Last year was a good one for dolls’ houses. These temples of tiny delights were celebrated at two exhibitions in the UK: Small Stories at the V&A Museum of Childhood in east London featured examples from the past 300 years, while Small Worlds at No 1 Royal Crescent in Bath presented 10 historic houses from collector Liza Antrim’s private archive.
Then in April, at London’s Decorative Antiques & Textiles Fair, celebrated interior designer Rose Tarlow, who counts Oprah Winfrey among her clients, bought a fine Queen Anne dolls’ house from Jill Palmer Antiques to display alongside another one in her hallway. “Early dolls’ houses appeal to me most as they have a naïve and sculptural simplicity,” says Tarlow. And where celebrity interior decorators lead, trends will surely follow.
“There does seem to be a resurgence of interest at the moment,” says Small Stories co-curator Alice Sage. “The show has been incredibly popular and is now touring internationally. The appeal is partly voyeuristic – the houses provide a glimpse into bygone people’s lives – and partly due to a fascination with the craftsmanship involved in the making of small things.”
It is the finely crafted dolls’ houses, made by estate carpenters during the first half of the 19th century, that are currently fetching the highest prices, says Daniel Agnew, doll and teddy bear specialist at Special Auction Services, a British auctioneer that sold a furnished 1850s house made from an old mahogany cabinet for £17,000 last year.

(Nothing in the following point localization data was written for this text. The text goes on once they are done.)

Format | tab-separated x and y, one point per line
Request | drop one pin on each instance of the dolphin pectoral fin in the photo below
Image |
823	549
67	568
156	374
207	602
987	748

The original furniture was key to the high price. “There are collectors interested in buying empty houses they can furnish themselves,” says Leigh Gotch, a doll and toy specialist at C&T Auctions, “but in terms of investment, the money is in furnished ones. Buyers should look out for original features and furnishings, such as carpets, paintwork and wallpaper. At my last sale at Bonhams [the auction house closed its toy department in June] we sold an unchanged, fully furnished 1848 house for £9,375.”
The first recorded dolls’ houses appeared in the mid-16th century, when the German aristocracy began to commission them as collector’s pieces or as a way of educating their daughters in stately-home management. “Sixteenth-century houses rarely come on the market these days,” says Gotch. “And most 17th-century examples are now in museums.”
The houses went on to capture the imagination of the merchant classes, who found furnishing a scaled-down version of their homes an absorbing hobby – and an ideal way to show off their surplus wealth. Antrim’s collection, for example, includes a c1840 house made for the children of chocolate maker Francis Fry. “It has all its original decor and furnishings and is a wonderful example of a 19th-century English baby house [as they were known in the UK until around 1850],” says Antrim, author of Family Dolls’ Houses of the 18th and 19th Centuries.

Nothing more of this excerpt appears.